Assistant Coach Dominic Maynes said a critical part of the team’s success is how they deal with mistakes.

“We are going to make mistakes,” Maynes said. “But it’s about the mental aspect: how long can you let that sit?”

Maynes said the coaching staff aims to support their players during practices.

“I’m a big believer in confidence building: instilling confidence rather than diminishing it,” Maynes said. “Errors are expected, and almost encouraged, especially in a practice setting.”

In addition, Stewart said the coaching staff places value on working with players as individuals.

“Value them as a person first, and then everything will just connect automatically,” Stewart said. “That’s the trick.”

Courtesy of Joseph Perrino

Coach involvement in the game has increased this year, with changes to NCAA basketball that now include the introduction of a coach challenge to review out-of-bounds calls and basket interference calls, among others.

Maynes said a coach challenging a call necessitates looking at both risk and reward, because the team loses a valuable timeout if the challenge is unsuccessful.

“It’s a fun addition to the game,” Maynes said. “We haven’t used [a challenge] yet, but some of those calls are very quick. You never know what sort of call you’re looking to challenge.”

According to Clotfelter, every call matters.

“All the guys on the team trust our coaches a lot, so any increased involvement from them we love and accept with open arms,” Clotfelter said.

Nasir Luna (sophomore) said resilience played a role in the team’s recent victories.

“No matter who you play, a lot of the games are going to be close,” Luna said. “Back-to-back overtime wins are huge. It not only shows our resilience, but also the composure and poise [we have] played with this year.”

Clotfelter said the team aims to secure their position in the SCIAC playoffs and gain momentum as they enter postseason play.

“All 16 players and five coaches are looking at these last seven games as a stretch where we want to win every single game,” Clotfelter said.
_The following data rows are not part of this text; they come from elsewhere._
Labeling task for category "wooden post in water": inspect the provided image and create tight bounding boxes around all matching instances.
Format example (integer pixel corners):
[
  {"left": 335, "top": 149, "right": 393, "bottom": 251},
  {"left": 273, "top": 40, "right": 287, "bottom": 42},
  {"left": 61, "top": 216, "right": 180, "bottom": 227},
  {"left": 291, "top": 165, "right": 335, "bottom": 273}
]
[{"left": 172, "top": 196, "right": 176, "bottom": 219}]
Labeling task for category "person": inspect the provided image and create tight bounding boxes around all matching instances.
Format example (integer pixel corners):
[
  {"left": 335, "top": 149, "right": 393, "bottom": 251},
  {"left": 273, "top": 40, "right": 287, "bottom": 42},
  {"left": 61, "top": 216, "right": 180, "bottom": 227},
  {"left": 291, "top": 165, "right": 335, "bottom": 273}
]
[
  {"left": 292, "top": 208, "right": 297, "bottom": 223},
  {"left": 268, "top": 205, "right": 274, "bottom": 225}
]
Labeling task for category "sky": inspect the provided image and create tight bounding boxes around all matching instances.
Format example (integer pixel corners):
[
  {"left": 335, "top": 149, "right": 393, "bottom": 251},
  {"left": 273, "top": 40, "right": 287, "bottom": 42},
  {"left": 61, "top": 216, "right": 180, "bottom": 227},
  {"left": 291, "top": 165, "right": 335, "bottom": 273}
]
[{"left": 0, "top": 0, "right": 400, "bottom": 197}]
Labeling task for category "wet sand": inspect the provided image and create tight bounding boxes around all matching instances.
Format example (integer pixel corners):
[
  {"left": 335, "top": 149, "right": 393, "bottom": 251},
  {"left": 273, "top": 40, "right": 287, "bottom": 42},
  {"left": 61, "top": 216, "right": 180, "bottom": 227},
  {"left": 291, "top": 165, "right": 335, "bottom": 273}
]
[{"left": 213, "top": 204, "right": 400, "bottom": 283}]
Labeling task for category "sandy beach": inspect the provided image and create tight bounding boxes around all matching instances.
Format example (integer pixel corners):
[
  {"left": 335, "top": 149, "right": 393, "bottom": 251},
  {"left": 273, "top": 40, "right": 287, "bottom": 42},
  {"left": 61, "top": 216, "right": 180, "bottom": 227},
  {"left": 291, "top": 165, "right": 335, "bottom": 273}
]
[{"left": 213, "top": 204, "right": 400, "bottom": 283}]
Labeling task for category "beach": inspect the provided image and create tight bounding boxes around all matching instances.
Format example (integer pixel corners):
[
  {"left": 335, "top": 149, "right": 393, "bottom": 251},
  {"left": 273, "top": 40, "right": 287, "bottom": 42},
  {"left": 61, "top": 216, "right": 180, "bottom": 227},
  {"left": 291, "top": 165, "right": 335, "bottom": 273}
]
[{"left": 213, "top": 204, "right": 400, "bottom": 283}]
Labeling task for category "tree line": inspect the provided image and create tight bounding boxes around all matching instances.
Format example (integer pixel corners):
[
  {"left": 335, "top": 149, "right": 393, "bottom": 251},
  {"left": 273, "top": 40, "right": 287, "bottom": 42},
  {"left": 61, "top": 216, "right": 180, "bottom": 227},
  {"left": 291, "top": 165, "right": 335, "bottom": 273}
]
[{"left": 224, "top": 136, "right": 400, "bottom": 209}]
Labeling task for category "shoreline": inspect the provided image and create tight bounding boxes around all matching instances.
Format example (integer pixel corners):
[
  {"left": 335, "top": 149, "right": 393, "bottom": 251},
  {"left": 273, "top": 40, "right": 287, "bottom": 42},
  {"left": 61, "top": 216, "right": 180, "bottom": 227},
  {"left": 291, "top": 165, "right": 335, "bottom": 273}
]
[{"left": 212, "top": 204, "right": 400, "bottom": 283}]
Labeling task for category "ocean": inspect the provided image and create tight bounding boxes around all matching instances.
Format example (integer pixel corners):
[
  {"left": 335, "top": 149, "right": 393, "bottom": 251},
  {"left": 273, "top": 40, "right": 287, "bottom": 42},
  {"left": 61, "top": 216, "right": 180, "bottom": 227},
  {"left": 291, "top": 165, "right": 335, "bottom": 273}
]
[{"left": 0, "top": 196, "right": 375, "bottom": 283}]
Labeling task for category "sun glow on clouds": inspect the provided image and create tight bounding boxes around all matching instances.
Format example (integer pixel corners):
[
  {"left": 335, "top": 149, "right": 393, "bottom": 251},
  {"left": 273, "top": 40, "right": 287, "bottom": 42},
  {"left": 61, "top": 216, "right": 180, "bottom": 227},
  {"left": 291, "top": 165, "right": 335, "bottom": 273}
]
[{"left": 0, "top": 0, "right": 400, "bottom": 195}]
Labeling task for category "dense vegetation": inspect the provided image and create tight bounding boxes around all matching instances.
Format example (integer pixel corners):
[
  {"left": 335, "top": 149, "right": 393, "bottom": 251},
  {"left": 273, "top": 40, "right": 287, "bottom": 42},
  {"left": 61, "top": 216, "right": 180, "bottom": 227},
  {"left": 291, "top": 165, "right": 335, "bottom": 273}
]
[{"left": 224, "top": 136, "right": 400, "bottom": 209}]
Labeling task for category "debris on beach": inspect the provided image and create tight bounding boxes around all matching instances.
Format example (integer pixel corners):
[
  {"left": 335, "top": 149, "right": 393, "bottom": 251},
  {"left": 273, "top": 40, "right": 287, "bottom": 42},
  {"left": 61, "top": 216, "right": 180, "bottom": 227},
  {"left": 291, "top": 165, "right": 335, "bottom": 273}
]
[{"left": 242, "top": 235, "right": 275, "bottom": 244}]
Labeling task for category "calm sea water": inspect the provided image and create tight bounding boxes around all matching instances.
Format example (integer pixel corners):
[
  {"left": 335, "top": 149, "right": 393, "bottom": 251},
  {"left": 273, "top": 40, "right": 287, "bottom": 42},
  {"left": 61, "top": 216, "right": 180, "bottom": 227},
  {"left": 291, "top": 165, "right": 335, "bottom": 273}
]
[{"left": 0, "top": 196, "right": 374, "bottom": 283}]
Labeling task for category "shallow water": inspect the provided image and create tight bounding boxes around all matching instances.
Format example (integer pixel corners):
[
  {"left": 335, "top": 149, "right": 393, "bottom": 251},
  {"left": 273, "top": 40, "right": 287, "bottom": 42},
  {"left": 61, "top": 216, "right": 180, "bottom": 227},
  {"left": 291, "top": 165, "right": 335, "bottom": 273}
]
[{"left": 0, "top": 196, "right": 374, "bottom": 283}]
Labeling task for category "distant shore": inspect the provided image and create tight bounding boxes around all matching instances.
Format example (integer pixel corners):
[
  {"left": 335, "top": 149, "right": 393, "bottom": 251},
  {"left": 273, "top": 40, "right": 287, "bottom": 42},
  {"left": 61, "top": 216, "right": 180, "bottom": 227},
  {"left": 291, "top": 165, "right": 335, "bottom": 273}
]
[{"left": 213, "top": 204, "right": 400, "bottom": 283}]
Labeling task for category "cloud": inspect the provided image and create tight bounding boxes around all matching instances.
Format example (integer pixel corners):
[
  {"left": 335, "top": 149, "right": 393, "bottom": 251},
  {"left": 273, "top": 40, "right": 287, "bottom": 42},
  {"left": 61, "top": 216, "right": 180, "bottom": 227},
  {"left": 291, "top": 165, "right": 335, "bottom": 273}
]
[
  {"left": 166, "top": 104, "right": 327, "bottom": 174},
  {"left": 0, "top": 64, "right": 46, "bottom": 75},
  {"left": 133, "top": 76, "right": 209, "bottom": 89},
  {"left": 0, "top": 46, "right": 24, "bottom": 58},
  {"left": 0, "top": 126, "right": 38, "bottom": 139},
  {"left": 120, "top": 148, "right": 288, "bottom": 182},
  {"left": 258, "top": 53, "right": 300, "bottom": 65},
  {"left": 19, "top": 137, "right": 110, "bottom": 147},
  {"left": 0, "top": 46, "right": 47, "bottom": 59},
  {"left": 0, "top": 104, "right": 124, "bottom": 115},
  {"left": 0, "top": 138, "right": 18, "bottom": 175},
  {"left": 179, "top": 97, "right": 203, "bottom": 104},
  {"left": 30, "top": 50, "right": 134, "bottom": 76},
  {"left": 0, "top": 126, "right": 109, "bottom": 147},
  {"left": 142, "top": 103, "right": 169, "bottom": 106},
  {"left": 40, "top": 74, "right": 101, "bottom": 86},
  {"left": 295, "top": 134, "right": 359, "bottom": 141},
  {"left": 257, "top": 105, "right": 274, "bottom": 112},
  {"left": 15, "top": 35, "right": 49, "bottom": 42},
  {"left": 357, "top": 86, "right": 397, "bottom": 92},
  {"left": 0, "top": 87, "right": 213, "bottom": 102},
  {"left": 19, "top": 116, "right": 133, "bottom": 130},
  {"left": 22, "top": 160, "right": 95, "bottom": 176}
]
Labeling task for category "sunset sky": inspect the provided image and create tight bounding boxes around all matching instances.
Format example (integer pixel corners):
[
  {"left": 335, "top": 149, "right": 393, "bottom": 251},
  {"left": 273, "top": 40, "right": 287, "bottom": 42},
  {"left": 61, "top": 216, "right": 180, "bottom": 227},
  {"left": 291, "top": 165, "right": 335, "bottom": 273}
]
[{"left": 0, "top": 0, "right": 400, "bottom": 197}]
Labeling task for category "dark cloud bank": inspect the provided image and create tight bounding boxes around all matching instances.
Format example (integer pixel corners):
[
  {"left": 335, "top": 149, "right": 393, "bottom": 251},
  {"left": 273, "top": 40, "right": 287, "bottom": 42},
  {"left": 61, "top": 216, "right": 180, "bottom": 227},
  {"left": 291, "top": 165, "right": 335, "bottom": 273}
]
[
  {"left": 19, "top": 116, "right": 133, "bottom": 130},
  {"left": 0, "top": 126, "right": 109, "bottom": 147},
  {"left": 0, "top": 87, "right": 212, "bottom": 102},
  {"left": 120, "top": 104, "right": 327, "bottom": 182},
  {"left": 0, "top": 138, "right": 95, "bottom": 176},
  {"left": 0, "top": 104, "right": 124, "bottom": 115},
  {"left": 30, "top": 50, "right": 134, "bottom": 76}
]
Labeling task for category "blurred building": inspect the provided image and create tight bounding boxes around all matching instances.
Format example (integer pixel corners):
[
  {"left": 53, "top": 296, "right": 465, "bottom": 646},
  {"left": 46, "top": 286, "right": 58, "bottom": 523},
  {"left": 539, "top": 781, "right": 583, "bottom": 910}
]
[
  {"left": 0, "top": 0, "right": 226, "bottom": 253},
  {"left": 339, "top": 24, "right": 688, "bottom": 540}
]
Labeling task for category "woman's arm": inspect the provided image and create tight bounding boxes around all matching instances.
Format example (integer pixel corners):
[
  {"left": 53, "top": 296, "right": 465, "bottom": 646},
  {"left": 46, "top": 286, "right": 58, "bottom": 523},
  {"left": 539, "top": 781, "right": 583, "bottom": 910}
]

Clotfelter said their home-field advantage provides reason to be optimistic. He said their recent win against Pomona-Pitzer was their first win against the Sagehens since 2020.

“We feel super confident playing the top two teams — Claremont and Redlands — at home,” Clotfelter said. “We’ve only lost one game all season in [Rush Gym].”

Luna said the team really appreciates the support they’ve received thus far, and that they’re looking forward to the last few games.

“We’re really excited about the rest of this year,” Luna said. “The fan support has been amazing. I want to encourage [everybody] … to come out to Rush. That is, [for] the last seven regular season games. We don’t plan to stop there.”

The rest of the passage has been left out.